In the mood for love (scams): Government agency reveals most common sweetheart swindles

With Valentine’s Day around the corner, the Federal Trade Commission compiled a list that’s sure to not warm the heart. 

The agency revealed the most common romance-related scams designed to swindle people out of their hard-earned money by tugging on their heartstrings. These scammers romance their marks, then shake them down for dough using a variety of excuses to send money.

At 24%, the most commonly reported scam was to have a newfound “love” convince their mark that they need money because a loved one was sick, hurt or in jail. 

There was a three-way tie (at 18%) for the second-most-common grifts: Scammers offering their “love” the chance to score on an investment; the scammer pretending they were in the military far away; and those who try to convince their target that they need dough to complete a delivery.

The FTC says 12% of consumers reported people asking for money after proposing or talking about marriage, even though they hadn’t met. 
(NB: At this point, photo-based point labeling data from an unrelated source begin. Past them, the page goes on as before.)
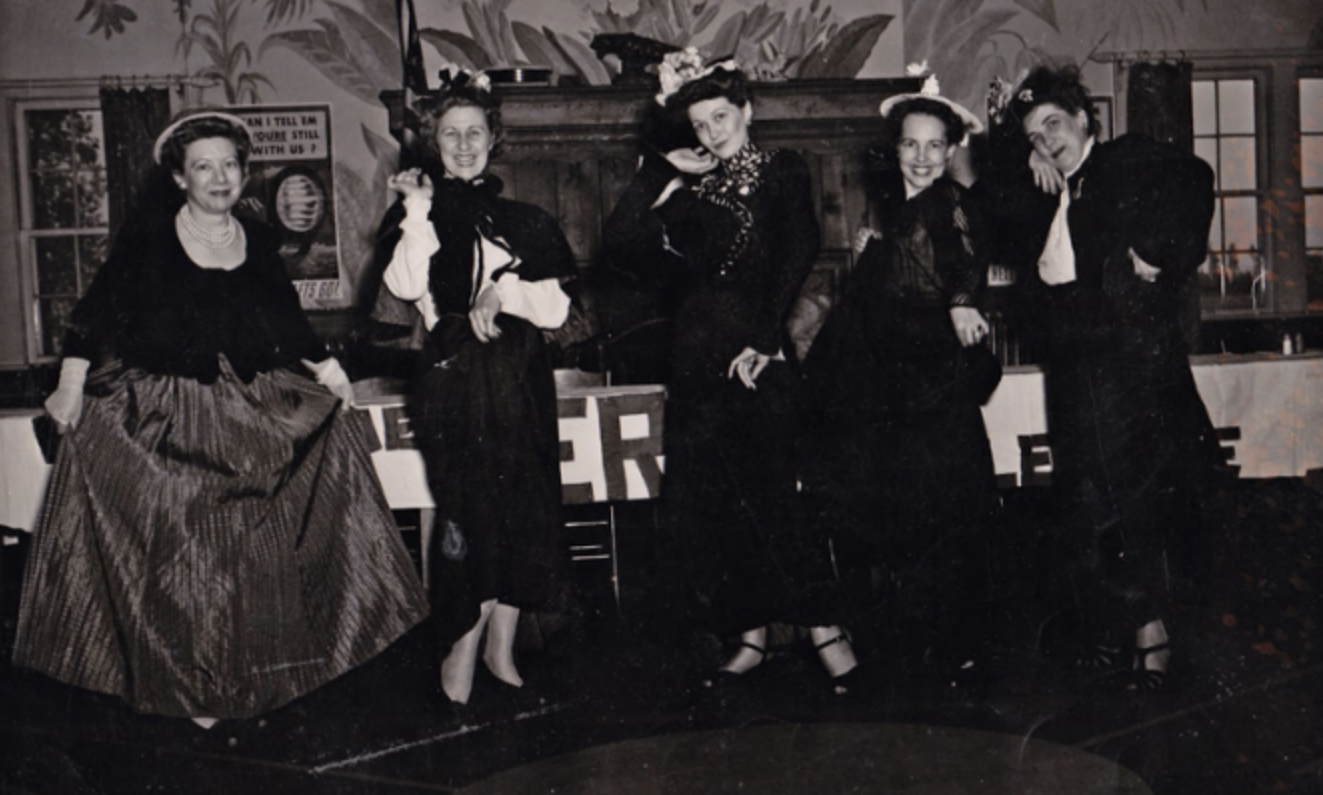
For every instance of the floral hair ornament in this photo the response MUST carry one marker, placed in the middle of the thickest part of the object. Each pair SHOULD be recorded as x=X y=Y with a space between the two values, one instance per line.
x=159 y=147
x=933 y=90
x=684 y=66
x=999 y=95
x=453 y=76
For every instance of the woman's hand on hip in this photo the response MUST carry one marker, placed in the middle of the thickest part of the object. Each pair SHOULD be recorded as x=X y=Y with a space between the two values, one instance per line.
x=749 y=364
x=65 y=408
x=410 y=183
x=970 y=326
x=65 y=402
x=482 y=318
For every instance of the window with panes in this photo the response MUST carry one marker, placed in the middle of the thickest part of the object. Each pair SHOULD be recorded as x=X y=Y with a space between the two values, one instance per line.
x=1311 y=181
x=65 y=216
x=1227 y=136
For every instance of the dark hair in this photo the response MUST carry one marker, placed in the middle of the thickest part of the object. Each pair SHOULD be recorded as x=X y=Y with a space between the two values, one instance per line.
x=893 y=122
x=729 y=83
x=203 y=127
x=1061 y=87
x=461 y=93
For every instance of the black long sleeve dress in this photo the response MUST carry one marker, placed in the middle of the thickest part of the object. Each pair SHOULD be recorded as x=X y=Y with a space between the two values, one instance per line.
x=1133 y=449
x=214 y=540
x=484 y=413
x=745 y=237
x=896 y=454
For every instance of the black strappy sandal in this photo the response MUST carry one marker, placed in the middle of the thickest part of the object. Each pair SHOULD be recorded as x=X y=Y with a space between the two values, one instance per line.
x=1100 y=658
x=724 y=676
x=843 y=683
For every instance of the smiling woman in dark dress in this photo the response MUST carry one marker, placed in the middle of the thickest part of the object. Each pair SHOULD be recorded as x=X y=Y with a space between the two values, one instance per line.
x=1109 y=246
x=738 y=222
x=896 y=454
x=486 y=274
x=214 y=541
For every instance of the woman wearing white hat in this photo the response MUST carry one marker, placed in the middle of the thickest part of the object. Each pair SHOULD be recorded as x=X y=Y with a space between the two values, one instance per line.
x=214 y=541
x=896 y=454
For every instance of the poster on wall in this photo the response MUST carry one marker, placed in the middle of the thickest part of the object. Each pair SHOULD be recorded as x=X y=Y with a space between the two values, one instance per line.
x=291 y=188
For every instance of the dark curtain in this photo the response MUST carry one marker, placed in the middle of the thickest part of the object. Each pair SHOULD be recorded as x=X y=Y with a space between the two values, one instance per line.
x=1160 y=106
x=1159 y=102
x=132 y=118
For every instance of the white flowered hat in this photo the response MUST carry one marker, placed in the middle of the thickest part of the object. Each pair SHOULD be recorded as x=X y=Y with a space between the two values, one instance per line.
x=933 y=90
x=684 y=66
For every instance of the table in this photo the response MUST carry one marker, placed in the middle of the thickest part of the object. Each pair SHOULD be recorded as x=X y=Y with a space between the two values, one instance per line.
x=610 y=450
x=1268 y=409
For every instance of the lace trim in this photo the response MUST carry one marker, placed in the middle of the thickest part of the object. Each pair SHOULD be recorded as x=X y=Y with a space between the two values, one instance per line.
x=729 y=187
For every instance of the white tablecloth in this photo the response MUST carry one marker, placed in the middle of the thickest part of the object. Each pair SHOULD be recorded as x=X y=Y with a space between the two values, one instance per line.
x=1268 y=409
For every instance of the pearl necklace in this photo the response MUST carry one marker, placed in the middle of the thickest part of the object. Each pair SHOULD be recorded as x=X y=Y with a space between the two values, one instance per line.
x=208 y=237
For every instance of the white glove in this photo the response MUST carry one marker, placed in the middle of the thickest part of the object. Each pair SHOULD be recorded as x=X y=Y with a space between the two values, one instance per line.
x=65 y=404
x=331 y=375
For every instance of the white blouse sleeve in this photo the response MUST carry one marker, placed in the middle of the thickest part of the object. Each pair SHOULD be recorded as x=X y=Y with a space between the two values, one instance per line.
x=406 y=275
x=541 y=303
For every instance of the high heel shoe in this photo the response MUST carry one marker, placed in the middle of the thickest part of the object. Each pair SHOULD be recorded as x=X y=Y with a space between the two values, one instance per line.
x=843 y=681
x=1143 y=677
x=725 y=675
x=1100 y=658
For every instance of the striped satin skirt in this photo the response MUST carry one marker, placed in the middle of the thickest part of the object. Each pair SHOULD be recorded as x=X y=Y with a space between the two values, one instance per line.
x=212 y=549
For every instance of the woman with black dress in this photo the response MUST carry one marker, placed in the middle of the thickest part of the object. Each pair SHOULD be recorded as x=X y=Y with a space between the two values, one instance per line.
x=214 y=541
x=486 y=275
x=738 y=224
x=897 y=458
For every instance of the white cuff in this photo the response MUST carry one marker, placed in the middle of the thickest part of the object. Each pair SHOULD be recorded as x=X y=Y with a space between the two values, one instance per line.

Sextortion was a growing threat, too, according to the agency. This is when a scammer manages to get a person to send an explicit photo, then threatens to publicize it unless they’re paid. The FTC says reports of this kind of scam have increased more than eightfold in the past three years, with victims between the ages of 18 and 29 six times more likely to be targeted compared to older consumers. 

The FTC says romance-related scams soaked nearly 70,000 consumers for $1.3 billion in 2022.